By March 1770, the people of Boston had lived almost a year and a half under British military occupation. Tensions, resentments, and open threats of violence issued by both civilians and soldiers had long since become a fact of life. The town was a powderkeg—and on Monday, March 5, it exploded. This conversation will explore this moment in history, analyzing the Boston Massacre from an array of sides.

Around 8 pm, a sentry posted outside the Town Hall on King Street challenged a young wig maker's apprentice over an unpaid bill. The humiliated apprentice called in reinforcements and soon the sentry was being pelted by stones and snowballs thrown by the 100 townspeople now surrounding him. Then a squad of burly redcoat guardsmen arrived and in the chaos, someone yelled ‘Fire!’ Shots rang out. When the smoke from the soldiers’ muskets cleared, five local men lay dead and dying on the snowbound street.
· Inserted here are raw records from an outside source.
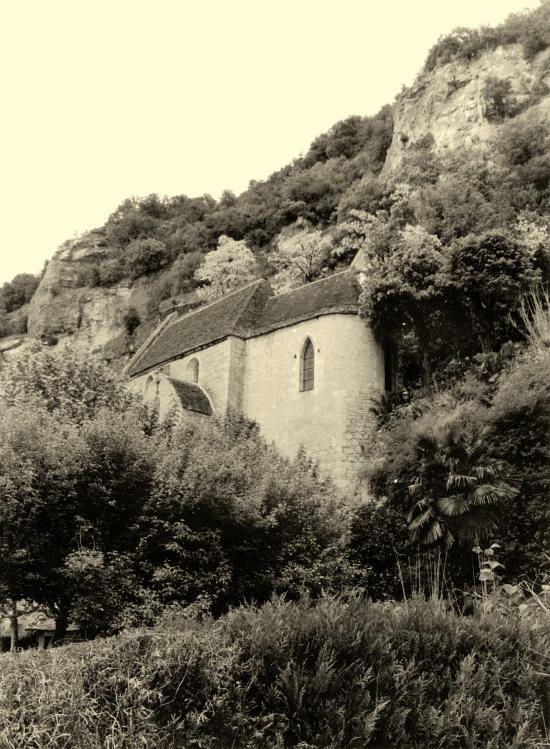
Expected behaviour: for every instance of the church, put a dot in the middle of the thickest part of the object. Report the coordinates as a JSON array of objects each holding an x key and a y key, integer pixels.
[{"x": 302, "y": 364}]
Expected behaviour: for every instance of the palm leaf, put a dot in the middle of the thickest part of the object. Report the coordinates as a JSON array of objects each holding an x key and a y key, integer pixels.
[{"x": 454, "y": 505}]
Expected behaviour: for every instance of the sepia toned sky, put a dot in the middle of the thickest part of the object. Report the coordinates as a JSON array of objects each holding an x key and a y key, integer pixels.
[{"x": 104, "y": 99}]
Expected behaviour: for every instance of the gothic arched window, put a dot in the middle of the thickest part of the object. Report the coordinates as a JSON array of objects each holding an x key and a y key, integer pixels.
[
  {"x": 307, "y": 366},
  {"x": 193, "y": 371}
]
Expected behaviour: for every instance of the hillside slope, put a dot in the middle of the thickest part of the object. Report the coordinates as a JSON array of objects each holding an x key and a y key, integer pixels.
[{"x": 460, "y": 102}]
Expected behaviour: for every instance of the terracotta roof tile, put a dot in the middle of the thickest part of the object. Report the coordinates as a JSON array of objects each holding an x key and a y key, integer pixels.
[
  {"x": 337, "y": 293},
  {"x": 212, "y": 322},
  {"x": 247, "y": 312}
]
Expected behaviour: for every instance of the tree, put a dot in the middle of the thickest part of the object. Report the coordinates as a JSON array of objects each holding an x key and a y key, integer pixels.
[
  {"x": 144, "y": 256},
  {"x": 300, "y": 258},
  {"x": 40, "y": 459},
  {"x": 18, "y": 291},
  {"x": 499, "y": 100},
  {"x": 456, "y": 488},
  {"x": 490, "y": 273},
  {"x": 231, "y": 265},
  {"x": 64, "y": 383},
  {"x": 230, "y": 520},
  {"x": 404, "y": 291}
]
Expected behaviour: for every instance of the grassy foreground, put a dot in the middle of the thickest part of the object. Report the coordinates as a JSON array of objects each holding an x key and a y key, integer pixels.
[{"x": 339, "y": 673}]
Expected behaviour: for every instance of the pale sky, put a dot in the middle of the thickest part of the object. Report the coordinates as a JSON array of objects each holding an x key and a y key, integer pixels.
[{"x": 105, "y": 99}]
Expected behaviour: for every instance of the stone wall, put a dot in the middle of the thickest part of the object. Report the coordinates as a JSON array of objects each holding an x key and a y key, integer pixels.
[
  {"x": 332, "y": 420},
  {"x": 214, "y": 371}
]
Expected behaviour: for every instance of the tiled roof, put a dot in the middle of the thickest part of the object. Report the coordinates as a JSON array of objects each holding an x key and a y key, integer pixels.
[
  {"x": 192, "y": 397},
  {"x": 246, "y": 312},
  {"x": 337, "y": 293},
  {"x": 215, "y": 321}
]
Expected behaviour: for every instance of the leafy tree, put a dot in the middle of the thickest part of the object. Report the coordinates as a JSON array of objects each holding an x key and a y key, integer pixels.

Over the following days and weeks, soldiers and civilians tried to figure out what had happened. Just as importantly, they began trying to assign meaning to this tragic event, and to give it a name. The official British report called it an ‘unhappy disturbance,’ but Boston leaders took to calling it the ‘horrid massacre.’

In this seminar, historian Richard Bell explores the 1770 Boston Massacre from all its many sides. Drawing on the latest scholarship, Bell argues that the real history of the ‘affray on King Street’ is far more fascinating than even Paul Revere’s famous engraving of it has led us to believe.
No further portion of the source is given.